Bug #90001 GTID: Replication failure messages do not indicate the failed uuid:<sequence>
Submitted: 10 Mar 2018 9:13 Modified: 16 Mar 2018 8:57
Reporter: Simon Mudd (OCA) Email Updates:
Status: Won't fix Impact on me:
None 
Category:MySQL Server: Replication Severity:S4 (Feature request)
Version:5.7.21 OS:Any
Assigned to: CPU Architecture:Any
Tags: auto-repair, GTID, gtid_next, show slave status, UUID

[10 Mar 2018 9:13] Simon Mudd
Description:
If using GTID and you get a replication error there is no logging of the GTID_NEXT value (the one that is causing the issue), only binlog file and position are logged.

I recently saw a duplicate key error.
If the data is already there I might want to skip this GTID value and move to the next. There are instructions on https://www.percona.com/blog/2013/03/26/repair-mysql-5-6-gtid-replication-by-injecting-emp... on how to do this but the process is manual.
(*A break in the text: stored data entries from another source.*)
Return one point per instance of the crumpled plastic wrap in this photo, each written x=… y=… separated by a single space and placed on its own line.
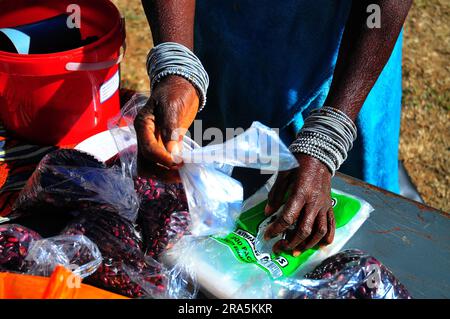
x=163 y=214
x=77 y=253
x=125 y=269
x=350 y=274
x=15 y=242
x=214 y=198
x=22 y=250
x=68 y=179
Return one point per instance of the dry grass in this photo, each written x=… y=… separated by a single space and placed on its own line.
x=425 y=133
x=424 y=143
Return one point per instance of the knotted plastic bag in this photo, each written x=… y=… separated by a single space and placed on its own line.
x=214 y=198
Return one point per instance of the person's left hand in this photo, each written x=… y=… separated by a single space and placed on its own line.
x=309 y=207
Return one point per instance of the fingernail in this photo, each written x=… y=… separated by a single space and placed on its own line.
x=267 y=210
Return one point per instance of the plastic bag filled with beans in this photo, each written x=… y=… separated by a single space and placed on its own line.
x=125 y=269
x=22 y=250
x=350 y=274
x=163 y=210
x=214 y=198
x=163 y=214
x=15 y=242
x=67 y=180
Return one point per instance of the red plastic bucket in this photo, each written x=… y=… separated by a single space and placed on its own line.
x=62 y=98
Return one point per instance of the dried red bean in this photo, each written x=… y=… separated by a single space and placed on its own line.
x=163 y=214
x=14 y=243
x=125 y=269
x=67 y=180
x=357 y=264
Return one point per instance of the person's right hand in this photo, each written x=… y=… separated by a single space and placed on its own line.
x=162 y=122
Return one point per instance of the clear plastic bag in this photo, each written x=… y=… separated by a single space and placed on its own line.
x=351 y=274
x=15 y=241
x=214 y=198
x=22 y=250
x=163 y=214
x=243 y=265
x=67 y=180
x=125 y=269
x=77 y=253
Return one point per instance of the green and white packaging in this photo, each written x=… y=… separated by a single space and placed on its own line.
x=232 y=266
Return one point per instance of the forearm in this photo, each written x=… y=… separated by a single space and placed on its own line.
x=171 y=20
x=364 y=52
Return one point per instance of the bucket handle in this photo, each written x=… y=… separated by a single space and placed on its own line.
x=95 y=66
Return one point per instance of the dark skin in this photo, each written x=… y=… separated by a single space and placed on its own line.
x=174 y=104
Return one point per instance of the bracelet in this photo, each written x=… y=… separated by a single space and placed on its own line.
x=327 y=134
x=170 y=58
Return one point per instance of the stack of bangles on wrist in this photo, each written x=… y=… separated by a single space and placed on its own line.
x=328 y=134
x=170 y=58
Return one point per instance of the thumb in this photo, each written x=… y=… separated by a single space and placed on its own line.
x=277 y=193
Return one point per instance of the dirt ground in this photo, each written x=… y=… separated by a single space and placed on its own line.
x=425 y=131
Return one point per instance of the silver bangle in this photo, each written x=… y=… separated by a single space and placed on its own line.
x=170 y=58
x=327 y=134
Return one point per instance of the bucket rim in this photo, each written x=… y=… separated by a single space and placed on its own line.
x=79 y=51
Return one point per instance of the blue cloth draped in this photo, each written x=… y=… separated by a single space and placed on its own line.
x=273 y=62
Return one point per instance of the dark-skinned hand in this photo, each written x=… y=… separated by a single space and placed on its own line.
x=161 y=124
x=307 y=217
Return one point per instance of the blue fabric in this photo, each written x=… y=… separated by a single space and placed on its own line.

It is also more complicated if your gtid_executed has multiple uuid:<ranges> given the master may have been modified several times previously.

If I want to "repair this" that is skip this single transaction I can't I need to know the gtid_next value to inject on the server so that mysqld thinks it wants to apply. That value is not present in the error message or the output of SHOW SLAVE STATUS, and @@gtid_next is automatic.

I'd like to be able to do everything from the mysql SQL prompt but am not sure how I can do this with the information provided.

How to repeat:
* make a master slave using GTID
* add a value to the slave first then add it on the master
* this will trigger a duplicate key error
* try to skip the duplicate key error this using the information available on the broken server itself (via the SQL interface)

Suggested fix:
Ideas:
* make sql_slave_skip_counter work with GTID.   mysqld has the information to do this. It just requires a bit more magic.  This facility is well known and quite useful.
* add information on the UUID:SEQUENCE_NUMBER (gtid_next?) which is causing the issue (log it and make it visible in SHOW SLAVE STATUS output)
* ensure that the process can be automated only using the SQL interface.

This reminds me of a feature request I made in 2010: See: bug#54250 (though that didn't refer to GTID) which is still not out of place even 8 years later.
[10 Mar 2018 9:17] Simon Mudd
The reason for mentioning the other FR is that it was suggested to me to change slave_exec_mode to 'IDEMPOTENT' and skip the issues that way.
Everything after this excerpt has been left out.